Business leadership often sounds like a solo. It should feel like a groove. My view is simple: leaders should play for their people, not over them. When we treat teams and clients like family, trust grows, and results follow.
That idea hit me again through a single, humble question.
“Shall we play our drums for you, family?”
That line captures the heart of healthy leadership. Ask. Serve. Create rhythm. Then invite others to join.
The Rhythm of Service Over Showmanship
Leadership is not a solo act. The best leaders act like drummers. They set the tempo. They support the song. They make others sound great.
I have led turnarounds, run companies, and coached many CEOs. What works across industries and seasons is not a louder frontman. It is a steady backbeat. It is service that says, “This is for you.”
Respect comes before performance. That question—“Shall we play…for you, family?”—carries three powerful ideas: permission, purpose, and belonging. You ask before you act. You play for the listener, not for ego. You call people family, and you mean it.
In my first turnaround at 28, I learned this the hard way. I tried to prove myself with big moves. People did not buy it. When I started listening and serving first, the tempo changed. Results followed.

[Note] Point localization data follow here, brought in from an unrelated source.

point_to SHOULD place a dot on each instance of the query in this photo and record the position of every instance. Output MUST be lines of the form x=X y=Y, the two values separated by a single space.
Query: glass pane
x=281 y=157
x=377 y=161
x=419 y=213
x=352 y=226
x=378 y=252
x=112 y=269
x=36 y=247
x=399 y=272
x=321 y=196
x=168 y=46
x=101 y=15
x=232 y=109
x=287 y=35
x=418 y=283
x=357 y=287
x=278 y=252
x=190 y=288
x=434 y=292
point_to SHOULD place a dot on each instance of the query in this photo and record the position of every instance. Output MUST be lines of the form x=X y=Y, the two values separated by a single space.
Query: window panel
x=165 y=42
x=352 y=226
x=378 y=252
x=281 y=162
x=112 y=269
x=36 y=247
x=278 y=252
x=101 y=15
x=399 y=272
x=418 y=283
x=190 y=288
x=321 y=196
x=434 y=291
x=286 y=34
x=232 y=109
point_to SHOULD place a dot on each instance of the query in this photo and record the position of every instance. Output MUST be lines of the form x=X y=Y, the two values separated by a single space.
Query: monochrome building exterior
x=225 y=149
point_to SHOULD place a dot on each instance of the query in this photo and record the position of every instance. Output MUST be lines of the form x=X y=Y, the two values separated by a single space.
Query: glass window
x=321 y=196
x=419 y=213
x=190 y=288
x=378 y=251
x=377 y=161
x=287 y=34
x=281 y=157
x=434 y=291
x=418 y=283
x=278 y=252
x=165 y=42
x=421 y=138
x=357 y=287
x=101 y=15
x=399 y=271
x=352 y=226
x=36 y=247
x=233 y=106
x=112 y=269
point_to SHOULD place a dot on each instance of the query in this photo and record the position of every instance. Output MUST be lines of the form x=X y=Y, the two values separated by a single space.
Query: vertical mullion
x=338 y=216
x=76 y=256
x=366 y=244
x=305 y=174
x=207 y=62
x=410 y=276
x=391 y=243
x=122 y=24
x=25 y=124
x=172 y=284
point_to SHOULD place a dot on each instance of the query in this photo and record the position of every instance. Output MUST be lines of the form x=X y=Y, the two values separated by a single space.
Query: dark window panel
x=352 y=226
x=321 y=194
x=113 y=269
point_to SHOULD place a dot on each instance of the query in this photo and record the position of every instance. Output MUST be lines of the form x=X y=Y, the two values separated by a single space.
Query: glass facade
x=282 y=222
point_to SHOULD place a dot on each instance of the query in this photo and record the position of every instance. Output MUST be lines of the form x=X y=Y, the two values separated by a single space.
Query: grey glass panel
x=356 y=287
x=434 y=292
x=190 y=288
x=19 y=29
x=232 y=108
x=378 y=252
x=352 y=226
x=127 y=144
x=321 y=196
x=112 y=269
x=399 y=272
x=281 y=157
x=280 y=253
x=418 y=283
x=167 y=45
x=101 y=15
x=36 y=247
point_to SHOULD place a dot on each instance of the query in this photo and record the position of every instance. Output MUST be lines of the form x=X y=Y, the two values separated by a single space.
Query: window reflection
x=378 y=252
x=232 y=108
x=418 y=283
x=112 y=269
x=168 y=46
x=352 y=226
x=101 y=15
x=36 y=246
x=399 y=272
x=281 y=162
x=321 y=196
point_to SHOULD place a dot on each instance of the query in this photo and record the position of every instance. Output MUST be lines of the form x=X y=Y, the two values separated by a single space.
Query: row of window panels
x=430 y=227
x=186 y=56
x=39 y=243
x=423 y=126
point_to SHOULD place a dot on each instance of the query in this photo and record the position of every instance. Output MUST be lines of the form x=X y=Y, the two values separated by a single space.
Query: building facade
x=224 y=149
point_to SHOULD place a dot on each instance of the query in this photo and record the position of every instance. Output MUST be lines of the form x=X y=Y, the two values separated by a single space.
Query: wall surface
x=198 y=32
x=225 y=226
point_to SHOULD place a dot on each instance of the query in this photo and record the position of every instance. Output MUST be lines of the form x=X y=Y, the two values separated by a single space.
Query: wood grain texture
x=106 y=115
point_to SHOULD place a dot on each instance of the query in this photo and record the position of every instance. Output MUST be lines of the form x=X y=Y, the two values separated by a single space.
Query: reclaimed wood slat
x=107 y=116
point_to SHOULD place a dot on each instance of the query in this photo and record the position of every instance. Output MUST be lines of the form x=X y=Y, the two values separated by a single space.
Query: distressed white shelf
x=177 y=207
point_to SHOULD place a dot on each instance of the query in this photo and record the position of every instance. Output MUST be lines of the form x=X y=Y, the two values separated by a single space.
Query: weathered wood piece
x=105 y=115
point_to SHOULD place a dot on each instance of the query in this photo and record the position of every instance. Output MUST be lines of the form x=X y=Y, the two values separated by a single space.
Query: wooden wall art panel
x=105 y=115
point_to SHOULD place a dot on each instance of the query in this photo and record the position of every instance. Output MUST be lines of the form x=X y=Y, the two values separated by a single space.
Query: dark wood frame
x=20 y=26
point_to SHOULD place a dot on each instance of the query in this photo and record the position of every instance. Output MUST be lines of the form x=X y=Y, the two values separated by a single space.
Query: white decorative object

What Great Leaders Actually Do
Here is what this looks like in practice. These are not theories. This is what I have seen work as a president of four companies and as a coach for CEOs.
- Ask permission: “Is this helpful now?” It honors time and builds trust.
- Set a clear tempo: simplify priorities so people can lock in.
- Leave room for solos: invite others to lead and be heard.
- Listen like a drummer: catch small timing issues before they become big misses.
- Stop when off beat: admit mistakes fast and reset the groove.
These moves are simple, but they are not soft. They keep teams aligned without drama. They invite ownership. They scale.
Bold Truths I Have Learned
Your title does not give you rhythm. Your habits do. Show up on time. Be clear. Keep promises. People follow a steady beat.
Strategy without respect falls flat. You can have slides, data, and goals. If your people do not feel seen, they will not play their best.
Client loyalty is earned in small beats. Ask what matters. Deliver it. Repeat. You do not need showy moves. You need consistent ones.
“Family” is not a slogan. It is how you choose to treat people when pressure rises.
Answering the Pushback
Some leaders tell me, “I do not have time to ask. I have to set the pace.” I get it. Deadlines are real. But asking does not slow you down; it speeds you up. You avoid rework. You gain buy-in. People tell you the truth.
Others say, “If I do not take the spotlight, I will lose authority.” That is fear talking. The best bands are remembered for how they play together. The drummer shapes the song more than the soloist. So does a strong leader.
Where This Works
I have watched this approach change rooms in board meetings, sales calls, and stand-ups. When I co-host conversations on the Anything But Typical podcast, the best guests do the same thing. They listen first. They add value. They point the light at others.
At Bizjournals.com, I saw teams win when they aligned on a simple beat: serve readers, serve advertisers, serve each other. Less noise. More music.
A Simple Call to Action
If you lead a team, ask this week’s version of that simple question:
- “What would be most helpful right now?”
- “Where am I out of sync?”
- “What should we stop so we can play better?”
Then act on what you hear. Tighten the beat. Clear the clutter. Give people room to shine.
My opinion is firm: we do not need louder leaders—we need steadier ones. The kind who ask before they play. The kind who treat clients and teams like family. The kind who set a rhythm worth following.
Start today. Ask the question. Play for your people. Make the room better because you were in it. That is how great work sounds.